スポーツの協会の多くは歴史的に教育の一環として発展してきたので、教育関係者、具体的には学校の先生によって運営されているところが少なくありません。ほぼ無償で土日にも活動するという先生たちの大変な労力に支えられてスポーツは成り立ってきました。

しかし時代の変化により教員の労働環境の改善が求められている中、協会運営またそのサポート業務はかなり教員の負担になっています。また一方で、スポーツの協会自体も変化を迫られています。スポーツの組織運営をより良くし、一部の人への負担を軽減するためにもまずは問題点の洗い出しということで、先生が運営する際に陥りがちな点を整理してみたいと思います。

1、ビジネスは後ろめたいことだという意識がある

先生の一部には、「お金のために働くのは後ろめたいことだ」「稼ぐのは良くないことだ」と感じている人もいます。これが組織の発展を阻害したり、または歪めてしまっているように思います。
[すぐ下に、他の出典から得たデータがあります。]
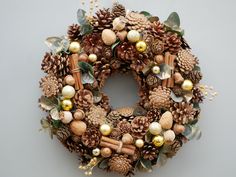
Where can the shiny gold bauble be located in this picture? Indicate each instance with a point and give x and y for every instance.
(156, 69)
(78, 127)
(96, 152)
(139, 143)
(66, 105)
(106, 152)
(141, 46)
(158, 141)
(105, 129)
(187, 85)
(92, 57)
(74, 47)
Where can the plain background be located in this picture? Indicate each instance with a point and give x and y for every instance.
(24, 24)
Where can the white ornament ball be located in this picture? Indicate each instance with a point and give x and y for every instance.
(68, 91)
(155, 128)
(133, 36)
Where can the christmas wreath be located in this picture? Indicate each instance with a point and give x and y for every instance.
(168, 75)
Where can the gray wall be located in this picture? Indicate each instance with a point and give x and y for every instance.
(24, 24)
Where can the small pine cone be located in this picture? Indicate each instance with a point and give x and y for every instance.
(124, 126)
(84, 98)
(55, 64)
(118, 10)
(96, 116)
(74, 32)
(197, 96)
(102, 20)
(186, 61)
(160, 97)
(154, 115)
(137, 21)
(153, 81)
(174, 147)
(149, 152)
(50, 85)
(139, 126)
(91, 138)
(116, 134)
(120, 164)
(93, 44)
(172, 43)
(195, 76)
(126, 51)
(183, 113)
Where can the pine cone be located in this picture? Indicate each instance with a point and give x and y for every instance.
(195, 76)
(50, 85)
(84, 98)
(172, 43)
(160, 97)
(93, 44)
(124, 126)
(118, 10)
(186, 61)
(55, 64)
(197, 95)
(149, 152)
(91, 138)
(102, 20)
(137, 21)
(74, 32)
(126, 51)
(139, 126)
(154, 115)
(96, 116)
(183, 113)
(120, 164)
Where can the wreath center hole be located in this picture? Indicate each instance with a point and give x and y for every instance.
(122, 90)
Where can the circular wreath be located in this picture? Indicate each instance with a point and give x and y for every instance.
(116, 40)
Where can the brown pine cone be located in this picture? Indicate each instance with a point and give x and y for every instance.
(120, 164)
(139, 126)
(197, 96)
(102, 20)
(84, 98)
(160, 97)
(50, 85)
(55, 64)
(124, 126)
(126, 51)
(118, 10)
(172, 43)
(183, 113)
(91, 138)
(154, 115)
(137, 21)
(93, 44)
(96, 116)
(149, 152)
(74, 32)
(186, 61)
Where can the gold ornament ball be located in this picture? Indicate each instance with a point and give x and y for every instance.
(156, 69)
(105, 129)
(106, 152)
(141, 46)
(74, 47)
(96, 152)
(93, 57)
(139, 143)
(187, 85)
(66, 105)
(133, 36)
(158, 141)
どんな組織でも継続的に運営する為には売り上げをたて、収支をきちんと合わせる必要があります。スポーツ団体では収支が合っていなくて実質赤字になっているところが多くあります。その赤字は行政からの補助金でカバーされているのですが、その補助金は厳しくなっていく財政状況の中で縮小されていきます。もちろん公的な役割を担ってもいますから補助金はゼロにはならないと思いますが、それでも一定程度きちんと稼いでいかないと組織を継続し続けること自体が難しくなります。
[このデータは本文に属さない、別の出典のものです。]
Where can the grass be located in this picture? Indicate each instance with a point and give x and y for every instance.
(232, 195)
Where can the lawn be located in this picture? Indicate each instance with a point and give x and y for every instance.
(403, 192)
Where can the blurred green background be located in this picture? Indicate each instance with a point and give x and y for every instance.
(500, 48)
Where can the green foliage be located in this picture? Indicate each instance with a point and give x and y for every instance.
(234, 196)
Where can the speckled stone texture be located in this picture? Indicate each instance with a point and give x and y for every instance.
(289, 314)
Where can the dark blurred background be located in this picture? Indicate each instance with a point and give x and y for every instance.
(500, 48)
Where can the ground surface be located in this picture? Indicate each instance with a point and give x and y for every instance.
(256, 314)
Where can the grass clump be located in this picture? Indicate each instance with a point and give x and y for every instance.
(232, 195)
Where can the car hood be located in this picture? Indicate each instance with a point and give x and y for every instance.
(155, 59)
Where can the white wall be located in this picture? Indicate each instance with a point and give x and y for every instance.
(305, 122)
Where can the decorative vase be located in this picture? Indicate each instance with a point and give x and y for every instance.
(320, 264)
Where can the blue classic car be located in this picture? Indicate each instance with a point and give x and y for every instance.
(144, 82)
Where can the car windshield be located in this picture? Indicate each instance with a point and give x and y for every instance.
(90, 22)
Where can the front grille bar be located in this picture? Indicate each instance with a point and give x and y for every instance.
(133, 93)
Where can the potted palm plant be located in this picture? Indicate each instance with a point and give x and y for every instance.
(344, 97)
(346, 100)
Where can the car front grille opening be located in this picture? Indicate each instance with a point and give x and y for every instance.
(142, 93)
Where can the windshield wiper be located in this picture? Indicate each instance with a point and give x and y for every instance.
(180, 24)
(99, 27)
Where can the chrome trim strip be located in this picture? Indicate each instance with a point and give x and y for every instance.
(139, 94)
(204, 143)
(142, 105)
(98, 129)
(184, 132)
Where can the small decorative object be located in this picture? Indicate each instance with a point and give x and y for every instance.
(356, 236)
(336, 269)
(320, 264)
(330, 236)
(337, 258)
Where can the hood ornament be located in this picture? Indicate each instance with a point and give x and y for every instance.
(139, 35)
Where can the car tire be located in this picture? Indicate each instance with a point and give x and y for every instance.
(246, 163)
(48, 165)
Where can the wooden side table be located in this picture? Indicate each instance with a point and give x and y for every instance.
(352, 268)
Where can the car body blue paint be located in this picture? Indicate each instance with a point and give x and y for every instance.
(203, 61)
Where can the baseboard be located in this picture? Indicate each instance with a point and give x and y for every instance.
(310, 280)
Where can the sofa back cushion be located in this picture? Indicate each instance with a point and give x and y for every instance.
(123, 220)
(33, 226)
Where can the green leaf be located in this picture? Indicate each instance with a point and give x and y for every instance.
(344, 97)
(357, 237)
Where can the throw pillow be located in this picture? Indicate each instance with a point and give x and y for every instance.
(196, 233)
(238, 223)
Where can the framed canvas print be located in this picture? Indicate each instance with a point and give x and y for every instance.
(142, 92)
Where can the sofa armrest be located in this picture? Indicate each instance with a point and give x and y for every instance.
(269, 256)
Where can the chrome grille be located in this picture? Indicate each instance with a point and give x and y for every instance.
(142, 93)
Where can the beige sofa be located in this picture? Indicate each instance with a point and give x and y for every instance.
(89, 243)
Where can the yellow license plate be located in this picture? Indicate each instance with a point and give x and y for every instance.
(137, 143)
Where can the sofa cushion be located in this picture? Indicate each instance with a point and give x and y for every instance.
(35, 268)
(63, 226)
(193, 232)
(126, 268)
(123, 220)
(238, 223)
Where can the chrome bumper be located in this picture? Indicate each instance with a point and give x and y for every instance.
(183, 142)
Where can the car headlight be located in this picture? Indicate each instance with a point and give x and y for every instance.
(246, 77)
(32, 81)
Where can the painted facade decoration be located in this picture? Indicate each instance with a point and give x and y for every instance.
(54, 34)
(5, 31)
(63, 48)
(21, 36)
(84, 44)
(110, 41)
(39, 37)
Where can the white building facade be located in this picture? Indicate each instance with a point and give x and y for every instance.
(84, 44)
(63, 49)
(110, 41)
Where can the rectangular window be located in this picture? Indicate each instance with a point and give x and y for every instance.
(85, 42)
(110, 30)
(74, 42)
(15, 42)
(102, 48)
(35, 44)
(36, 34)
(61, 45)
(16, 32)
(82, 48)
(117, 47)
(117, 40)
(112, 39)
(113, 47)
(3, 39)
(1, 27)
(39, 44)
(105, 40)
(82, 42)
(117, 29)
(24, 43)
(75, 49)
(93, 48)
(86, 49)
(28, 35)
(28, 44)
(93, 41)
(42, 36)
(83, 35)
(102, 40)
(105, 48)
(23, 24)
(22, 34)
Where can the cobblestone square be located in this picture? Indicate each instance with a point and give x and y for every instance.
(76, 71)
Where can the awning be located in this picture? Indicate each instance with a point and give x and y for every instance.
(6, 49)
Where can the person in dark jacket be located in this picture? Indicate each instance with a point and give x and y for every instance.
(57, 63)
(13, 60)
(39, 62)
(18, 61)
例えば人々を健康にすることを目的とした会社があるとします。健康には運動して適切な食事をしてしっかり睡眠を取ることがいいのは分かりきっています。一方、これらを万人に提供するサービスはことごとく失敗します(一部の意識が高い人は別で)。なぜならば人はできるだけ楽したいし、嫌なことはやりたくないからです。だから、マーケティングの力や、楽しい感じや、時には生々しい欲望(モテたいなど)を使って、きちんと対価をもらいつつ人に運動してもらおうとします。市場では無理矢理顧客に商品を買わせることができない為に、顧客に欲しいと思ってもらって買うという意思決定をしてもらわなければならないからです。市場ではいくら正しいことをやろうとしても、このように個人の欲望と、目指す社会とのバランスをとりながらうまくやっていくことが求められます。
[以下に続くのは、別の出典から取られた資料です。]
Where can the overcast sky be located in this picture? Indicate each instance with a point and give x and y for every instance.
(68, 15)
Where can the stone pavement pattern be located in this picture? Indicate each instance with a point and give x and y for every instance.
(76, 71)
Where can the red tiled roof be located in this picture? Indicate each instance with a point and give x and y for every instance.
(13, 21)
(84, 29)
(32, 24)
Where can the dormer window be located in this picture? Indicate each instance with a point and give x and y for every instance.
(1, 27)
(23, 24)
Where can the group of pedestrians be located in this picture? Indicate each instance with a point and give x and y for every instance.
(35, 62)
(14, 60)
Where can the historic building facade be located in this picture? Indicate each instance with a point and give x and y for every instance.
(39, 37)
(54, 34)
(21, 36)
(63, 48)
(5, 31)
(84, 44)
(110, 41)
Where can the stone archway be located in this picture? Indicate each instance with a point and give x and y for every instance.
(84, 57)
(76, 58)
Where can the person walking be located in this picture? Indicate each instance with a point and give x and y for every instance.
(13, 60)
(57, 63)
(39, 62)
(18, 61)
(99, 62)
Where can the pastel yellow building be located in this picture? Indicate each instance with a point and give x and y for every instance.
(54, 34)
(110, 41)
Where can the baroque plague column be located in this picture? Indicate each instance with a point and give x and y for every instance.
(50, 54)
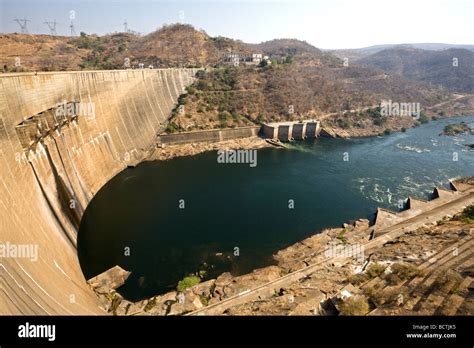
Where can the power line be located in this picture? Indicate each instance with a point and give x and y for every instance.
(73, 30)
(52, 27)
(23, 23)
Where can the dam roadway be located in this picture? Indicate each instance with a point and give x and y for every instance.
(431, 216)
(45, 190)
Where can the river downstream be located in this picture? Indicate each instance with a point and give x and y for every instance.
(164, 220)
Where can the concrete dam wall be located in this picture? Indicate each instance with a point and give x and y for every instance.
(53, 164)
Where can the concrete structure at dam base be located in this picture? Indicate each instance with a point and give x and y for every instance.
(294, 130)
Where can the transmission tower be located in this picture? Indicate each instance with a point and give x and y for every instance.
(22, 23)
(52, 27)
(73, 31)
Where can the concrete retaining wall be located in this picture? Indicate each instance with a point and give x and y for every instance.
(213, 135)
(43, 195)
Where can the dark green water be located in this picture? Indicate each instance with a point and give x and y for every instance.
(234, 205)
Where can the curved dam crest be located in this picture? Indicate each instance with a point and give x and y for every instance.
(44, 194)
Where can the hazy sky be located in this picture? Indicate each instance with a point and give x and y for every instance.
(325, 24)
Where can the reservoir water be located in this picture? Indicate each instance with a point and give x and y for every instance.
(165, 220)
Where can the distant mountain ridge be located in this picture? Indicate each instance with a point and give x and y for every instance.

一方で、先生の世界は仕組みがきっちりできています。「先生は給与をもらい、子供に教える」ことをやっています。しかし、このプロセスに受益者(子供)が意思決定するプロセス(購入する)がありません。そんなことをしたら私のようなダメ学生は厳しい先生より、楽させてくれる先生を選んでしまうでしょう。教育は長期的には感謝されても、短期的には嫌がられることもある厄介な仕事です。学校では、顧客が今望むものより、理想を提供することに主眼が置かれます。

この世界から見ると、顧客の短期的な欲望に寄り添っている市場は清濁を併せ呑んでいるように見え、「稼ぐことは良くないことだ」と感じるのだと思います。行政からの予算の方が市場から稼ぐことよりも綺麗なことだと思っていることすらあります。しかし、行政の予算も縮小していき、きちんと市場に評価されるようにならなければ組織の存続すら危ぶまれる中、「稼ぐことへの抵抗感」があり「稼ぐ能力」がない組織は継続が難しくなってきています。純粋は美しいですが、なくなって仕舞えば元も子もありません。

まとめますと「市場と向き合って稼ぐ意識を持てない」ことが運営をうまくできない理由の一つではないかと思います。

2、人が動くことを費用に入れない

企業であれば人件費は一番大きな費用です。ですからどのようなプロジェクトを行う際にも人件費を入れて、きちんと収支を見ます。民間でもそうですが自分たちの給与が固定で支払われていてそれに慣れてくると、次第に自分自身が費用の一部であるということを忘れがちなります。一見儲かっているようなものも肝心の担当者の人件費を入れてみると全く儲かっていなかったということも少なくありません。ですから、企業では「人が動けばお金がかかる」ということをとにかく叩き込まれます。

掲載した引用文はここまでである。